Sei ottimista o pessimista sul futuro di Roma come città del cinema?
Pessimista, quest’amministrazione non sta facendo nulla per la cultura a Roma.

Nei prossimi giorni a Roma ci sarà la Festa del cinema: che ne pensi di questo evento? Farete qualcosa come Cinema America durante il Festival?
Credo nel lavoro della Presidente Detassis, l’ho conosciuta personalmente e la stimo. Collaboreremo nei prossimi mesi con un progetto di cui non posso anticipare nulla, ma sarà un progetto in linea con gli Schermi Pirata.

Questa estate avete riempito quasi tutte le sere piazza San Cosimato e a settembre anche il drive in di Casal Palocco: ci potete raccontare in breve queste due esperienze?
Posso semplicemente dire che è stato bellissimo vedere le piazze piene: se vogliamo pensare di salvare Roma e la sua attività culturale possiamo farlo solo riempiendo le piazze. Ci siamo emozionati nel leggere i libri di Nicolini e sapere che qualcuno prima di noi aveva avuto la nostra stessa intuizione. Bisogna ripartire dalle sue parole, renderle ancor più attuali e invadere la città. L’affetto maggiore va alle signore anziane e ai bambini seduti per terra o sulle proprie sedie che ogni sera hanno invaso San Cosimato.

Il tuo film peferito?
Brutti, Sporchi e Cattivi di Ettore Scola.

Il tuo regista preferito?
Ettore Scola.

Chi vorresti invitare a una proiezione dell’America Occupato?
Avrei voluto invitare Claudio Caligari, ma purtroppo non c’è stata occasione.

Claudio Caligari e Valerio Mastandrea durante le riprese di "Non essere cattivo", poco prima della scomparsa del regista.
Claudio Caligari e Valerio Mastandrea durante le riprese di “Non essere cattivo”, poco prima della scomparsa del regista.
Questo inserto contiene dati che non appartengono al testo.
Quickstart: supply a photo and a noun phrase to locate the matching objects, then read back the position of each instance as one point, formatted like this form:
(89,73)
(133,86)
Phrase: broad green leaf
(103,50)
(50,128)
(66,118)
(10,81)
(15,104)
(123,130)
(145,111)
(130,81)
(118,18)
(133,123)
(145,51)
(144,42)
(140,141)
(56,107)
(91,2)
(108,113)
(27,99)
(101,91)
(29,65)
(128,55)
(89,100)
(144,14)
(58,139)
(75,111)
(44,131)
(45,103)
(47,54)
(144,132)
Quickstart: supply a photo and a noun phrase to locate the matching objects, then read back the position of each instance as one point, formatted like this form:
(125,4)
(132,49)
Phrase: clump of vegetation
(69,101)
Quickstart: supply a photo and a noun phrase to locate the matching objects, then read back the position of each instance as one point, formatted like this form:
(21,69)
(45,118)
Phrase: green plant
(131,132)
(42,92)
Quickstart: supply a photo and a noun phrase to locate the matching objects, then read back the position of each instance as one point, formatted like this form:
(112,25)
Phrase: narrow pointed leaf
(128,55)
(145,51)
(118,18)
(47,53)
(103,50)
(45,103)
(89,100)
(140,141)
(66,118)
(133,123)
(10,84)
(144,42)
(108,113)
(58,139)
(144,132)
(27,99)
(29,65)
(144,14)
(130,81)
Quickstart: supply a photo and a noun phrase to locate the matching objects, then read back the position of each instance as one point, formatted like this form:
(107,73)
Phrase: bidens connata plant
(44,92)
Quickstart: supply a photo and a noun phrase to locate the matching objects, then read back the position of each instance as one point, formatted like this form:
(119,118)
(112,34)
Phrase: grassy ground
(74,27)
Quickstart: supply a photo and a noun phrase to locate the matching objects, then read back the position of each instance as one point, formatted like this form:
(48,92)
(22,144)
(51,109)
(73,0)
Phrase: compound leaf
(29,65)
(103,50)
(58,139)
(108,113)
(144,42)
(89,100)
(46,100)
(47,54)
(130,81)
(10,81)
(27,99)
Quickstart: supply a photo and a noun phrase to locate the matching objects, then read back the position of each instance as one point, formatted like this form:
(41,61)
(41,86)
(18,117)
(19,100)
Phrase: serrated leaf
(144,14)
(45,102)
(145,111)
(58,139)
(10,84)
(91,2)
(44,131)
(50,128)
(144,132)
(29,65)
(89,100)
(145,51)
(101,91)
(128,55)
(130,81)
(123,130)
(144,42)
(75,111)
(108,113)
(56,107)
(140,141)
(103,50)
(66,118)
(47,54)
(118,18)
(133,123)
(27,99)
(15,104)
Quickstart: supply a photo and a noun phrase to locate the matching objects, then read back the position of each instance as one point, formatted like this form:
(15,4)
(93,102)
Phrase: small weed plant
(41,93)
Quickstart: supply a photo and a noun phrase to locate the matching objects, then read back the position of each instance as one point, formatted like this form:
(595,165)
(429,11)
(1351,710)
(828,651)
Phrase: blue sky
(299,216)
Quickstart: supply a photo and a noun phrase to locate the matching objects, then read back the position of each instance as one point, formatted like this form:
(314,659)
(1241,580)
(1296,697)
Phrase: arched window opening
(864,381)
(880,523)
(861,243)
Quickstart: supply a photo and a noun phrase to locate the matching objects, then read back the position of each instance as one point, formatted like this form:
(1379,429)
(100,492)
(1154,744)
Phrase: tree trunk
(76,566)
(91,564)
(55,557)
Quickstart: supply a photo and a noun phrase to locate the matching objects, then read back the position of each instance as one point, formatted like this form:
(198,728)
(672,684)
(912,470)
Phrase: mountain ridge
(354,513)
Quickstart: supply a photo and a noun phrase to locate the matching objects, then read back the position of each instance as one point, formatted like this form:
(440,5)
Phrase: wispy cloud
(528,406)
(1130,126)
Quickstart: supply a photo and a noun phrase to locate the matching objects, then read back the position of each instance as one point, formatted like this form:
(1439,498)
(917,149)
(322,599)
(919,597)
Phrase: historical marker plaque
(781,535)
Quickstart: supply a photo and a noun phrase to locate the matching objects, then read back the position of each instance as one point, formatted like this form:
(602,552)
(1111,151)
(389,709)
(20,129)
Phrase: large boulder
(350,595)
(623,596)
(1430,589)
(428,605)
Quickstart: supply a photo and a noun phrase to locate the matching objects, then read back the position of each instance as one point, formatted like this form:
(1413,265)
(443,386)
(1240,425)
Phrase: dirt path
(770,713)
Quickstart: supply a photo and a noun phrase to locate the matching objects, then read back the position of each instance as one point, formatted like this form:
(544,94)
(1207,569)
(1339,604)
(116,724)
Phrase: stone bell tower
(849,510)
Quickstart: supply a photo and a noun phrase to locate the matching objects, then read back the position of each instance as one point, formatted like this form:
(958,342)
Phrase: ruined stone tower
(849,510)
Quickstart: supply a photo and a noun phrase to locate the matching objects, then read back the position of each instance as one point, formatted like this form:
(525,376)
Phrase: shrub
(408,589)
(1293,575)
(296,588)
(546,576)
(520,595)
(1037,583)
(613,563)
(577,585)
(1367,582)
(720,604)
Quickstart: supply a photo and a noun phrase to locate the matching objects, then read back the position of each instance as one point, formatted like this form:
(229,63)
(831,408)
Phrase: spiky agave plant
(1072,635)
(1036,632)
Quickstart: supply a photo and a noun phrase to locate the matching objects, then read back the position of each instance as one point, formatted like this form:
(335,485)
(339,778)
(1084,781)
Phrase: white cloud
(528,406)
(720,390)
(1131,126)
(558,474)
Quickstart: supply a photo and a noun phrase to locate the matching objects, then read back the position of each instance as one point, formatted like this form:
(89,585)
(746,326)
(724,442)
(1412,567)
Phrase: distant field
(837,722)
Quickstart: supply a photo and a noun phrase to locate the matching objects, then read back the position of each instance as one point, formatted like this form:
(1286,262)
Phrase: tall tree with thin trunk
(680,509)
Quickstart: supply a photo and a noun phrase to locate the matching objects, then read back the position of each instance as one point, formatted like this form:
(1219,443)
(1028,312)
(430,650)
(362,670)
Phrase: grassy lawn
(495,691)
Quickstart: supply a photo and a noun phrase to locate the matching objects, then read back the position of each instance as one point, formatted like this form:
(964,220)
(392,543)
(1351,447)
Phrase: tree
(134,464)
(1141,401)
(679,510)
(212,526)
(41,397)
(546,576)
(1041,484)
Che film vorresti proiettare prima o poi?
“La città incantata” di Miyazaki.

C’è un bar o ristorante di Roma che ti piace frequentare quando non sei impegnato con le attività dell’America?
Si, il Big Star in Via Mameli, accanto alla nostra nuova sede.

C’è un cinema di Roma dove ri piacerebbe realizzare una proiezione speciale?
L’unico cinema in cui desidero proiettare è l’America, lì non ho mai proiettato “Nuovo cinema paradiso”, ma verrà il giorno, è una promessa.

C’è un film che per te rappresenta Roma, in tutto e per tutto, nel bene e nel male?
Brutti, sporchi e cattivi!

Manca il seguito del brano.